Hay que considerar sobre todas las cosas –porque la pintura se hace con materia–, la propia forma de pintar de este artista. Obviamente liberado de todo tipo de influencia –podría detectarse una ligera obsesión con cierto hieratismo egipcio en el tratamiento de brazos y manos–, el artista coloca el color de una manera tan sorprendente como efectiva, a la vez audaz y profundamente sutil.
En lo personal, nos hace recordar por analogía ciertos versos del Tao de Lao Tsé, donde las paradojas y las contradicciones son tan herméticas como iluminadoras. Se dirá que volvemos a conectar a Cabrerita con la filosofía y con el misticismo; no obstante, no encontramos otra manera de transmitir la impresión visual de su obra con palabras.

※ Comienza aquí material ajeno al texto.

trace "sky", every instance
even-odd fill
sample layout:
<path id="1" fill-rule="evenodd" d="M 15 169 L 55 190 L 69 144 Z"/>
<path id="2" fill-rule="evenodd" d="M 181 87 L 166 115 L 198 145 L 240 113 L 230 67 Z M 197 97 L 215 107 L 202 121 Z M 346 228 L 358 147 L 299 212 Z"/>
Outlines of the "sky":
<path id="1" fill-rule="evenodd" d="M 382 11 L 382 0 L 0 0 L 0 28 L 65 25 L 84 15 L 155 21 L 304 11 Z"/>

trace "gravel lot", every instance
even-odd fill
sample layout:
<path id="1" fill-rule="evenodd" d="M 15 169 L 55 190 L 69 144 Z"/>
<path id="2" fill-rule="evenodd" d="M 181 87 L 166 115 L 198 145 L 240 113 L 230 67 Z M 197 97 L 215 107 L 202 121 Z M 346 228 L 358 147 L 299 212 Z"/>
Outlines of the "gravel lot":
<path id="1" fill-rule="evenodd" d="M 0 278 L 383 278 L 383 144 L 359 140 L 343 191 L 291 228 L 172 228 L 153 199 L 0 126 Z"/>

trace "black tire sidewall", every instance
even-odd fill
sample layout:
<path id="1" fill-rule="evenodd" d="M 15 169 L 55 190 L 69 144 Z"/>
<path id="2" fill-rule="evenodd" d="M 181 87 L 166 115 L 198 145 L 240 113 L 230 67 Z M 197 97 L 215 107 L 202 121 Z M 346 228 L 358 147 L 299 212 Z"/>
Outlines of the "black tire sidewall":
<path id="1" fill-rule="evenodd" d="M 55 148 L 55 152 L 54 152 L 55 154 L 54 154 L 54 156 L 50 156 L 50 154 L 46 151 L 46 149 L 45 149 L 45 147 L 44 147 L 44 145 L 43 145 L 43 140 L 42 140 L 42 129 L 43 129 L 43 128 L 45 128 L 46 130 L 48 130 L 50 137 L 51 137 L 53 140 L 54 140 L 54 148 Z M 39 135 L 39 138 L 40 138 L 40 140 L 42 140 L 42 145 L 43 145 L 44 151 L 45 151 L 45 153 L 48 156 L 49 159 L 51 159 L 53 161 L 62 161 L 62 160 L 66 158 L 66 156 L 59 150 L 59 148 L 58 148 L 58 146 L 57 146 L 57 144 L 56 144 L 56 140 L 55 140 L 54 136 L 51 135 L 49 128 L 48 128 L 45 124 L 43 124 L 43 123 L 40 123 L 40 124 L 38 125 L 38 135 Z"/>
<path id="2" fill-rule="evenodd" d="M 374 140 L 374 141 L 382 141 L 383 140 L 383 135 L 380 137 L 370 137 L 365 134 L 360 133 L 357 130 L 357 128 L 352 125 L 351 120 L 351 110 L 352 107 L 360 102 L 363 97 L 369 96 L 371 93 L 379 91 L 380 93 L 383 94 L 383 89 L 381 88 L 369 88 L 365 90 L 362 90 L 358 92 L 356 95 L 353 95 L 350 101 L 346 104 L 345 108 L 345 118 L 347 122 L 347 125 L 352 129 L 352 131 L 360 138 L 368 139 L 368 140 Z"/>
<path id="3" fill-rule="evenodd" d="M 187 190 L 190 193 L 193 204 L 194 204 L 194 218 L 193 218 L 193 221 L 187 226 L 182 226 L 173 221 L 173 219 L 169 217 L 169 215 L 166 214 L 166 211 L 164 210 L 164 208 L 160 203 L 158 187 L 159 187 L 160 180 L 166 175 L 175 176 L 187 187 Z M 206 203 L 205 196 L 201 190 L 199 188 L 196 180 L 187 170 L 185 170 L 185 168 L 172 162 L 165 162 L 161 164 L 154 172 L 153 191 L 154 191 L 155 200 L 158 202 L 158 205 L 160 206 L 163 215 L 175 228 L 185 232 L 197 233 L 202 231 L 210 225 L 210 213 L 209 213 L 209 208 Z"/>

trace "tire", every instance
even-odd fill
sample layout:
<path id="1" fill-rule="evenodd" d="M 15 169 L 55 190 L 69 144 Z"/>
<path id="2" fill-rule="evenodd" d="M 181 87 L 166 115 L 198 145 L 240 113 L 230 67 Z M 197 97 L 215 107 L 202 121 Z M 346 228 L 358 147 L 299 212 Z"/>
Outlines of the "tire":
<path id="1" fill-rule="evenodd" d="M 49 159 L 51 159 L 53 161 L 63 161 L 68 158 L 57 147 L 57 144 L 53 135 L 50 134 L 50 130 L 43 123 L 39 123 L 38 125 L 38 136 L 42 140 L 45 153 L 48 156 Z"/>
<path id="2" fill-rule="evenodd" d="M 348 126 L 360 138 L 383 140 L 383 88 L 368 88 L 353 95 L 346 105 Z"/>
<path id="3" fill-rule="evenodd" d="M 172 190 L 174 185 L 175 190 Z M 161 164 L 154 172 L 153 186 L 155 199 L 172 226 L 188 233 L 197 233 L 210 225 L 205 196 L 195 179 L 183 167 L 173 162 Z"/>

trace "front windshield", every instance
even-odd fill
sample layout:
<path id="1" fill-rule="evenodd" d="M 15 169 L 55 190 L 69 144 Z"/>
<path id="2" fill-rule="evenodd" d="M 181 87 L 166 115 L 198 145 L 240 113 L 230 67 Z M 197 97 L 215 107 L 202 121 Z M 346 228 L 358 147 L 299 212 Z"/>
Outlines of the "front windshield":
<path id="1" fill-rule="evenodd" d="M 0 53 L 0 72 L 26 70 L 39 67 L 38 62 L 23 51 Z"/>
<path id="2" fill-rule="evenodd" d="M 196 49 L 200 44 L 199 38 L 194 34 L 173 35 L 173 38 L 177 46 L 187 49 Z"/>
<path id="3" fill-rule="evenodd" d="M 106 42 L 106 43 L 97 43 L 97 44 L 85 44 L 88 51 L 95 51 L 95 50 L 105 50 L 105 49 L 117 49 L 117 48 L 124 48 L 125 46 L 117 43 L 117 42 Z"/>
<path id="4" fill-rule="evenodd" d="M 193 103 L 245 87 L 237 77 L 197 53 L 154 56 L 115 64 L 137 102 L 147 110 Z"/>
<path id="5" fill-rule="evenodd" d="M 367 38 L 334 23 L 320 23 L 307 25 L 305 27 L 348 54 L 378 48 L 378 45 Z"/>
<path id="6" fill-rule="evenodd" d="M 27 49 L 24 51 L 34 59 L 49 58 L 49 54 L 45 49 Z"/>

Lo que realmente importa es que estamos ante la presencia de una personalidad única que produce una obra única.
Un observador desprevenido dirá: “Bueno, siempre representa las niñas, que con alguna variación podría ser siempre la misma”. Esta observación no es válida porque, en realidad, como hemos dicho, la figura de la niña en Cabrerita, elegida como ícono, es el velo o el ardid que recubre un concepto mucho más profundo, como hemos explicado. Por lo demás, cada una de sus niñas es irrepetible, es nueva y se debe inaugurar con cada pintura. El observador ante esta condición inaugural se encuentra interpelado –casi atravesado– por la mirada de esas niñas, que escapa a cualquier definición. Por este motivo, decimos que Cabrerita nos abre el camino a la percepción de una dimensión desconocida, más allá del tiempo y del espacio, más allá de la condición etérea y fisiológica de la vida y más allá, tal vez, de la muerte.